At the end of every quarter of the year, publicly traded companies are required to file reports with the Security and Exchange Commission (the SEC) containing information about their economic status. Usually, a company also will issue a press release at the same time, called an earnings report, which provides some basic financial information about the company, although this is not an SEC requirement.
The SEC Q-10 vs Earnings Reports
The filing requirement from the SEC includes a report known as a Form 10-Q that contains detailed information on the company’s performance during the prior quarter of the year and other useful information for investors. It must be filed within 45 days of the end of the quarter and is available to the public, although you might find it long, complicated and overly exhaustive. After the end of the fourth quarter, the end of the year, companies also must file an annual report with the SEC called a 10-K. These filing requirements have been in place since the 1970s.

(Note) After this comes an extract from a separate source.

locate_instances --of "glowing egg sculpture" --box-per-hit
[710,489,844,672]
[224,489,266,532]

What Are Quarterly Earnings Report?
Quarterly earnings reports are reports in the form of press releases made by public companies in conjunction with their 10-Q filings to give the general public information on their performance in the prior quarter. Earnings reports typically include basic financial information such as the company’s net income and its sales. They also provide the company the opportunity to forecast their expectations for future sales, earnings or any other business-related information and, in many cases, to explain any news about the company that might not be positive. These reports are less detailed and not required by law. And, although supported by what a company files with the SEC, earnings reports are a way for a company to put a spin on their news, be it positive or negative — a kind of advertisement directed at current or potential investors.

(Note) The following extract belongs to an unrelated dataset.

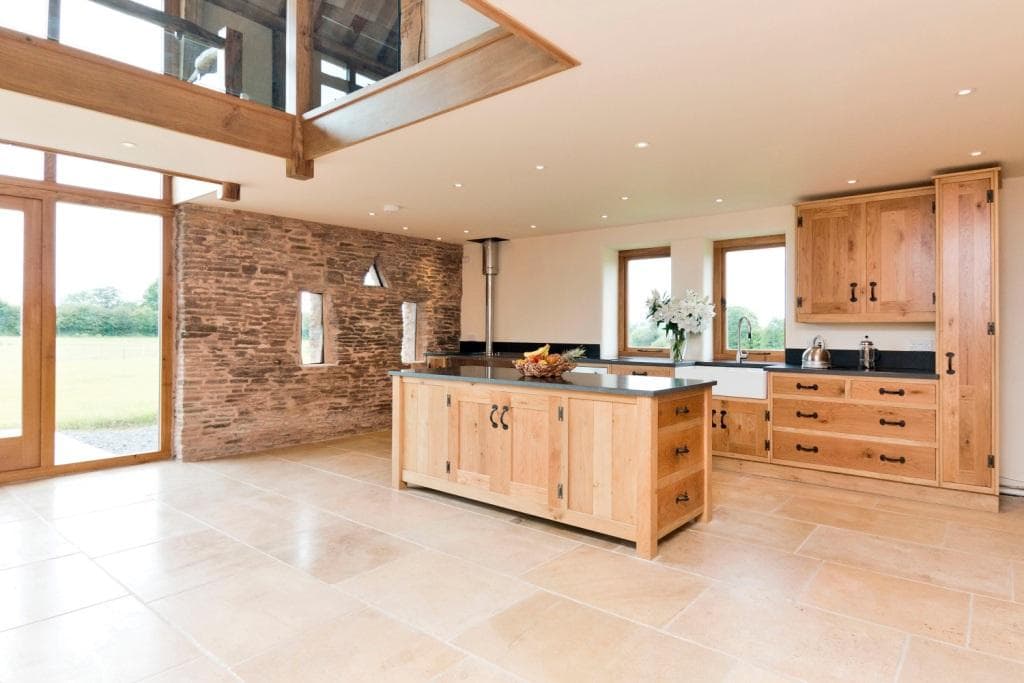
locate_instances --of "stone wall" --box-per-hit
[173,205,463,460]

Why do I need to know this?
Earnings reports are important in two ways. In a general way, earnings season can give a sort of report card on the economy as a whole. If a majority of companies seem to be doing well financially, the economic forecast for the country might be said to look good. On the other hand, it the financial information released in the reports is not so good, particularly in so-called market leaders or in a whole sector of the economy, then clouds might be on the economic horizon and, more importantly, the stock market might be in for a bumpy ride – to mix my metaphors a little. The other way that earnings season matters is if you are thinking of investing in a particular company, or maybe you already are invested in it, and you want to know how that one company did in the last quarter or how it expects to do in the next quarter. Maybe the company is facing a slew of lawsuits over one of its products or is planning on closing half its stores. Wouldn’t you want to know that before buying their stock? On the other side, maybe they have invented a new way to slice bread or have hired everyone in the country between the ages of 18 and 21. You would want to know that, too.

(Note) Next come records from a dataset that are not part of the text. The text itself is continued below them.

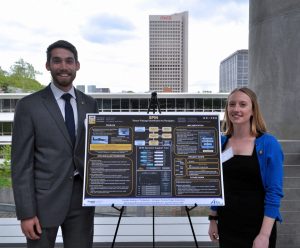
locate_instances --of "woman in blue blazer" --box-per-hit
[209,87,283,248]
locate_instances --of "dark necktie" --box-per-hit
[61,93,76,147]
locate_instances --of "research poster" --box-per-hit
[83,112,224,206]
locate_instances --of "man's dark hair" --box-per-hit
[46,40,78,63]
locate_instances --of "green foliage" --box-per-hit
[10,59,40,79]
[0,145,11,187]
[0,59,44,93]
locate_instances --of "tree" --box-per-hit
[10,59,41,79]
[0,59,44,93]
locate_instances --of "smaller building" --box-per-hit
[219,49,249,92]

Earnings season gives you valuable information on the economy as a whole and on particular companies. It can be a bellwether for what to expect in the coming months for the stock market. You don’t have to be Bill Gates or Warren Buffet to make use of this information. If you are thinking of investing your hard-earned dollars in a company that has stock, it might be useful to know that newly imposed tariffs will affect the price of cars. Of course, performance in one quarter of the year might not tell the whole story, but if the information is there, why not make use of it?